It is in this frame of mind that I reach for Alan Clark’s Diaries – because they remind me, in the most entertaining way, that however frustrating and ridiculous the world of politics may seem to a layman, it is even worse for an insider.

The diaries’ cardinal virtues are their candour and self-awareness. I suspect that if I had met Clark, I would have dismissed him as a spoilt, arrogant womaniser with alarmingly right-wing views; but on the page his openness to his own faults makes him tolerable and even endearing. ‘Fool, Clark,’ is his habitual cry as he chronicles another error of judgement or lapse into temptation. His account of trying to give a House of Commons speech after attending a wine-tasting is a classic.

Clark has the rare gift of writing amusingly about tedium, and what comes across most strongly is the sheer dullness of the daily grind in ‘the bloody House of C, being yerr’d at the Box by a lot of spiteful drunks, on subjects that bore and muddle me’. A Minister’s lot is slightly better than a backbencher’s, but he is still ‘a zombie in invisible handcuffs’, at the mercy of civil servants who vie to fill every spare moment with unnecessary meetings.

Not that there is a shortage of intrigue: Clark’s record of Mrs Thatcher’s fall will endure for as long as there are daggers to be drawn. What is fascinating is that the habitual objects of his animosity are his fellow Conservatives, while Labour and SDP opponents are accorded grudging admiration. A political party is a monster that eats itself.

Of the three volumes, the first to be published – covering the years 1983 to 1992 – is the best.
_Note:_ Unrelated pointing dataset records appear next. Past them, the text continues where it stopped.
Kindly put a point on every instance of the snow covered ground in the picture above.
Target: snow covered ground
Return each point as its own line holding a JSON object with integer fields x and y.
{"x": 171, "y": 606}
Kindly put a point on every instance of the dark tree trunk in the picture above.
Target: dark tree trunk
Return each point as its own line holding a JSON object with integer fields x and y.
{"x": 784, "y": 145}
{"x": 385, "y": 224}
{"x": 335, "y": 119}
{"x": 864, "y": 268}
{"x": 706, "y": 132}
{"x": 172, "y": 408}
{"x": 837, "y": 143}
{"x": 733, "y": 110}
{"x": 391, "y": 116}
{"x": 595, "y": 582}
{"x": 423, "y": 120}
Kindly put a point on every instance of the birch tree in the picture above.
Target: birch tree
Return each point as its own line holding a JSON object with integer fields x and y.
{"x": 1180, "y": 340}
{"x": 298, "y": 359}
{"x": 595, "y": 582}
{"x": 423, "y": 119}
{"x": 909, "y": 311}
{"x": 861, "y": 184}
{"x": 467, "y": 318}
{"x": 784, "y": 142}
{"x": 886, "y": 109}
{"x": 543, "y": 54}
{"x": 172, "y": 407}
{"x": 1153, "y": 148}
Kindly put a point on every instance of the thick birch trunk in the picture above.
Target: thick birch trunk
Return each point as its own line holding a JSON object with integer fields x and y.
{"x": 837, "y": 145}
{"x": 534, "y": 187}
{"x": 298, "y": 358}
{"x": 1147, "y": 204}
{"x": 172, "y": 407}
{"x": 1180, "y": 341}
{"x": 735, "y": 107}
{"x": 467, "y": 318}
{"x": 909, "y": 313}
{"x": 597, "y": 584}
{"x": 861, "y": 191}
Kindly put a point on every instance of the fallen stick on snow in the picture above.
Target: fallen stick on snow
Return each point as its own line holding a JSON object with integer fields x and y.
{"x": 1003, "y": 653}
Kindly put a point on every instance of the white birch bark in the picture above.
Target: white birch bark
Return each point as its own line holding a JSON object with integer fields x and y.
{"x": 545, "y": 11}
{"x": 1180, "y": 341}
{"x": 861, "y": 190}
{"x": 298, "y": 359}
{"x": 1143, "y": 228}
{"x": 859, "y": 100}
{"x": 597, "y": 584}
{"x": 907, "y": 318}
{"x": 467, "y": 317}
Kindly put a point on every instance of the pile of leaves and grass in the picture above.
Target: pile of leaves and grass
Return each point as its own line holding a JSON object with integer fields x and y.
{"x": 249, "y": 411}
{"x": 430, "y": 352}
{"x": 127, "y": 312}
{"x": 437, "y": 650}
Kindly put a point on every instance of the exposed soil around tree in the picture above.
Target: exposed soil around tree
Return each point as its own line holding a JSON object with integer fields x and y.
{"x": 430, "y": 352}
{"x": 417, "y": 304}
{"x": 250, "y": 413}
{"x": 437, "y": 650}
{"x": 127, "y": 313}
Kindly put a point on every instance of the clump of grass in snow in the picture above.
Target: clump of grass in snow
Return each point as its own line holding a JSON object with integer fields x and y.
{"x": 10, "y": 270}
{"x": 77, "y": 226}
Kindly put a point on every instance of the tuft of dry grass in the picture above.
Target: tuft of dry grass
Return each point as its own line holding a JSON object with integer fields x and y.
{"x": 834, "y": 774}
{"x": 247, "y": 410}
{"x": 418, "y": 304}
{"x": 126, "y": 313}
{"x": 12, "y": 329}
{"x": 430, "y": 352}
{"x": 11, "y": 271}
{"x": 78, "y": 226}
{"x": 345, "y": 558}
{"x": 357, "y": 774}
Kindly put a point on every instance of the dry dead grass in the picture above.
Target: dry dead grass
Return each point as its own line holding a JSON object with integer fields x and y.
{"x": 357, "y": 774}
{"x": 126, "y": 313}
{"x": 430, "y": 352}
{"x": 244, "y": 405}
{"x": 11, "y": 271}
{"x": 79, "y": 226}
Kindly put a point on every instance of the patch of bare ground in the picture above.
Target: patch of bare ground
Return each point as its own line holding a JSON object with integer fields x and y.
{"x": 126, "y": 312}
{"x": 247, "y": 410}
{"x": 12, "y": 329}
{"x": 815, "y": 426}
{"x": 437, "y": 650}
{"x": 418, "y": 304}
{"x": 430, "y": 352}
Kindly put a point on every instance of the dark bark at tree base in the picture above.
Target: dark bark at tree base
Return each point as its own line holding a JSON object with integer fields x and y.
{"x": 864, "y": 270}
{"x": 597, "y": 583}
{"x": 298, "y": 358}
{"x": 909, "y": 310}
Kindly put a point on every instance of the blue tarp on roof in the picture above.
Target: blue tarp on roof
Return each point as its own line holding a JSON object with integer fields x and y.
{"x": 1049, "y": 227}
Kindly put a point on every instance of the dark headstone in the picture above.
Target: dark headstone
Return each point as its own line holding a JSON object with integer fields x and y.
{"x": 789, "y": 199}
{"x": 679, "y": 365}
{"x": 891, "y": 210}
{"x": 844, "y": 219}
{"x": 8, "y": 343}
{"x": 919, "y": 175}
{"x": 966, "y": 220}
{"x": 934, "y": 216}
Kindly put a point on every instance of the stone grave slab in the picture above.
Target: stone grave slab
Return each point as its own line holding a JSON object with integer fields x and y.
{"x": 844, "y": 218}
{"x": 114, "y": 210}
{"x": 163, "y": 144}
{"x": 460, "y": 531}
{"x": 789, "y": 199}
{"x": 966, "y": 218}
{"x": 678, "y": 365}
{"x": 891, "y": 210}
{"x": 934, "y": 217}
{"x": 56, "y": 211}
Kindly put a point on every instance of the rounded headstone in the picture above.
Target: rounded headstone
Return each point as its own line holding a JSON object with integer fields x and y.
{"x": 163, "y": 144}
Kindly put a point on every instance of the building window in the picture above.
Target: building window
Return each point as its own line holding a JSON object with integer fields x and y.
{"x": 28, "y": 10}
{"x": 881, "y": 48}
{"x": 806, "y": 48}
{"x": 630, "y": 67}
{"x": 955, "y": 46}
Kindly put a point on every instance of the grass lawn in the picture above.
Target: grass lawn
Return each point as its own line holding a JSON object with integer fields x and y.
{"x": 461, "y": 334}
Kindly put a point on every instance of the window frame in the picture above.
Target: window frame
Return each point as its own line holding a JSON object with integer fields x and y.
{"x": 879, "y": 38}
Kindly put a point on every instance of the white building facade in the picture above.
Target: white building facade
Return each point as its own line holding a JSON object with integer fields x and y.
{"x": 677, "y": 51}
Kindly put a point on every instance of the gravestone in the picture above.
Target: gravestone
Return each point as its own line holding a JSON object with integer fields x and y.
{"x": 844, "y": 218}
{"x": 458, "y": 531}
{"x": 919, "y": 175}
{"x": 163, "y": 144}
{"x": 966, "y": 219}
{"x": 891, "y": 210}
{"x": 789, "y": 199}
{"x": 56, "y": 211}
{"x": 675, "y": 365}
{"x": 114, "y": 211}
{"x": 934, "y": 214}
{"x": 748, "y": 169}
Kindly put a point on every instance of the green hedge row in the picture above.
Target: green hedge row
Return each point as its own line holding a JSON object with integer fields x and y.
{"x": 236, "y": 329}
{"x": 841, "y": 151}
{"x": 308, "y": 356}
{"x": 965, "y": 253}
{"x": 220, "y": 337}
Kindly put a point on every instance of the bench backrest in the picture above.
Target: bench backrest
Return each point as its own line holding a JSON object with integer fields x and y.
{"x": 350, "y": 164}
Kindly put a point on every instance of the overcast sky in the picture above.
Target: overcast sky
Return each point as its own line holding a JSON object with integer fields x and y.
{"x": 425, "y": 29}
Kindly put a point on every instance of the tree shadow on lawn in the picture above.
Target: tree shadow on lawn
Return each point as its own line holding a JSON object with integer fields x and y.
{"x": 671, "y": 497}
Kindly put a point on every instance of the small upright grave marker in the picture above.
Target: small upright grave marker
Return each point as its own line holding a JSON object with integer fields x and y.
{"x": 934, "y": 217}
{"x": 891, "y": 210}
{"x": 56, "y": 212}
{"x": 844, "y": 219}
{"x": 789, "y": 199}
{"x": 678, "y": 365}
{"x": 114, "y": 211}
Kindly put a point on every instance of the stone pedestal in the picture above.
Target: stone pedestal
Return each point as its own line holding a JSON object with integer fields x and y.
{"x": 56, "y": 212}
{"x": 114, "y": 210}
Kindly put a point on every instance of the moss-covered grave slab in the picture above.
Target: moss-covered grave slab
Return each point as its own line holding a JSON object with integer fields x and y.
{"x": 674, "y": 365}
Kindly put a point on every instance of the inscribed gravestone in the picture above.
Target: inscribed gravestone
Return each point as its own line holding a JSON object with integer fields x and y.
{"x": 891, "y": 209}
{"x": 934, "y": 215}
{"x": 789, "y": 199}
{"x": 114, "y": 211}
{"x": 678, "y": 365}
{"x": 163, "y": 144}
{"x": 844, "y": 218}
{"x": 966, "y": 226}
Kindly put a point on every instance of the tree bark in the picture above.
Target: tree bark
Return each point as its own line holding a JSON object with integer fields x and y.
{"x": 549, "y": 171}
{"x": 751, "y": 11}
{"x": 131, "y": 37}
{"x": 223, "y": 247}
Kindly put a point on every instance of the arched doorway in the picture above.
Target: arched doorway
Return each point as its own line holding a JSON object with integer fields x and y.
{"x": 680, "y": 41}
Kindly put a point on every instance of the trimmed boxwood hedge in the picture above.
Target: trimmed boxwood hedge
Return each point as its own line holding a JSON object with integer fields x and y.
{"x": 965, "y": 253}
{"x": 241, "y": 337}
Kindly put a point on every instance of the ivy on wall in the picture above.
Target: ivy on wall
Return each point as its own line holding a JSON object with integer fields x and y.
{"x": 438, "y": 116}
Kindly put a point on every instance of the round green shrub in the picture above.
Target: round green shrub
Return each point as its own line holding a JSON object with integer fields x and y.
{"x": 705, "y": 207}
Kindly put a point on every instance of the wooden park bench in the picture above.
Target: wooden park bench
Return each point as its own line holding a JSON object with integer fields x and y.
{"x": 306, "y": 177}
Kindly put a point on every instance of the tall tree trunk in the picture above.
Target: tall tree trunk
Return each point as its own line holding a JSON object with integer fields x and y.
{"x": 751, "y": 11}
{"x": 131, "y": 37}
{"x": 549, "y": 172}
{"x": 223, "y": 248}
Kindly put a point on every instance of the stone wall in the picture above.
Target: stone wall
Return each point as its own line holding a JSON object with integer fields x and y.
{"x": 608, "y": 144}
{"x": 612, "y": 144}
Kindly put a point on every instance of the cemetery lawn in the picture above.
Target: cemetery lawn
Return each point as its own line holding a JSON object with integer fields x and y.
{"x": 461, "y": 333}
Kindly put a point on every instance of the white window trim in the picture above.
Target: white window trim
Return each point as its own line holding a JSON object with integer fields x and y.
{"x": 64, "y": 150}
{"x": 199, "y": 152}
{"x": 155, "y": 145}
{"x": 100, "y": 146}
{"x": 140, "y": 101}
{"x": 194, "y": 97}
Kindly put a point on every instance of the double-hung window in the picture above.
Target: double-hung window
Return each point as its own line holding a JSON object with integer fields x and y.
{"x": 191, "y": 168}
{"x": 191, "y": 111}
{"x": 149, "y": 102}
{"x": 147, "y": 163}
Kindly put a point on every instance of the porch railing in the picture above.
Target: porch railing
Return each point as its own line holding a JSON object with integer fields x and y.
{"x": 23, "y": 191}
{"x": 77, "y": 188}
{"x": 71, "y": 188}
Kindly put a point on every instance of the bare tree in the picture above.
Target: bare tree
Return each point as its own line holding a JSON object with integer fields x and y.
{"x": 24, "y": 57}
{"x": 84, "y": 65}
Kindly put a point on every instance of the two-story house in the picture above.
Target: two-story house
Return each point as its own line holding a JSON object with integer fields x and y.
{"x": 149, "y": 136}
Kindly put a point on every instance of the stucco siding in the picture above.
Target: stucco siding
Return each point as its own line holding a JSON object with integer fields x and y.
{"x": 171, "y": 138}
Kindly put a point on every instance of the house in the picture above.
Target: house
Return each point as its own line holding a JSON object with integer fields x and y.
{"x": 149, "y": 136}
In its prequel, Into Politics, Clark is a bit too full of himself, while the posthumous Last Diaries suffer from self-consciousness. But together the trio describe a Faustian arc: seduced by the political world, he sees through its hollowness and eventually finds the courage to resign, only to find that he can’t live without it; he sets about getting re-elected, and succeeds, but by then it is too late – he is too old and ill to achieve anything. Ah, Mephistopheles!

The quintessential episode is that of the Fur Labelling Order. An ardent animal-lover, Clark puts his all into legislation which will highlight the cruelty of leg-trapping. But as luck would have it, Mrs Thatcher’s constituency is home to some influential furriers, and she is about to make an official visit to Canada. She asks him to drop the issue, and to his bitter shame he does.

Only when he escapes the fetid corridors of power and engages with the natural world does Clark feel fully himself. Flying over Canada, he meditates on the terror of the Northern Ice-cap, ‘So utterly lifeless and bleak. In the desert there would at least be foxes and insects and little roots waiting to be nurtured by the rain. But the Polar route is all ice cliffs, and pale chasms of depth unknown.’ The beauty of that final sentence flashes from the page, reminding us of what will endure long after Secretaries of State have been forgotten – and that poets are the true legislators of the world.